Dept. of Land, Environment, Agriculture and Forestry, University of Padova, 35020 Legnaro, PD, Italy; School of Geographical Sciences, Guangzhou University, 510006 Guangzhou, Guangdong Province, China.
School of Geographical Sciences, Guangzhou University, 510006 Guangzhou, Guangdong Province, China; Southern Marine Science and Engineering Guangdong Laboratory, 511458 Guangzhou, Guangdong Province, China.
Sci Total Environ. 2021 Apr 1;763:143041. doi: 10.1016/j.scitotenv.2020.143041. Epub 2020 Oct 16.
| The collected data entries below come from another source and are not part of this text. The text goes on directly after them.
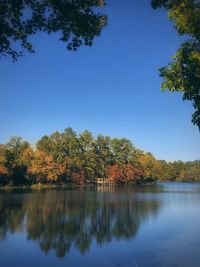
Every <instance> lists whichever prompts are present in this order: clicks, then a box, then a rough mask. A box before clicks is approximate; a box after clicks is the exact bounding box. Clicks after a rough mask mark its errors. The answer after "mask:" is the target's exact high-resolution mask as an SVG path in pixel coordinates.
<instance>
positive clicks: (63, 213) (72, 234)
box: [0, 186, 162, 258]
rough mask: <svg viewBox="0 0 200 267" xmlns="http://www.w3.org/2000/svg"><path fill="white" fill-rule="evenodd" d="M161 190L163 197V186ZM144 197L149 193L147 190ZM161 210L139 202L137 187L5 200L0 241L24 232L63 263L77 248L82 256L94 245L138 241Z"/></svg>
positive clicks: (153, 202) (85, 189)
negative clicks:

Urban waterlogging is a hydrological cycle problem that seriously affects people's life and property. Characterizing waterlogging variation and explicit its driving factors are conducive to prevent the damage of such disasters. Conventional methods, because of the high spatial heterogeneity and the non-stationary complex mechanism of urban waterlogging, are not able to fully capture the urban waterlogging spatial variation and identify the waterlogging susceptibility areas. A more robust method is recommended to quantify the variation trend of urban waterlogging. Previous studies have simulated the waterlogging variation in relatively small areas. However, the relationship between variables is often ignored, which cannot comprehensively reveal the dominant drivers affecting urban waterlogging. Therefore, a novel approach is proposed that combined stepwise cluster analysis model (SCAM) and hierarchical partitioning analysis (HPA) within a general framework and verifies the applicability through logistic regression, artificial neural network, and support vector machine. According to the dominant driving factors, different simulation scenarios are established to analyze waterlogging density variation. Results found that the SCAM provides accurate and detailed simulated results both in urban centers where waterlogging frequently occurs and urban fringe with few waterlogging events, which shows an excellent performance with a high classification accuracy and generalization capability. HPA detected that the impervious surface abundance (28.07%), vegetation abundance (20.80%), and cumulate precipitation (16.25%) are the dominant drivers of waterlogging. This result suggests that priority should be given to controlling these three factors to mitigate the risk of waterlogging. It is interesting to note that under different urbanization and rainfall scenarios, the urban waterlogging susceptibility has a considerable variation. The watershed spatial location and watershed characteristics are relevant aspects to be considered in identifying and assessing waterlogging susceptibility, which provides original insights that urban waterlogging mitigation strategies should be developed according to different local conditions and future scenarios.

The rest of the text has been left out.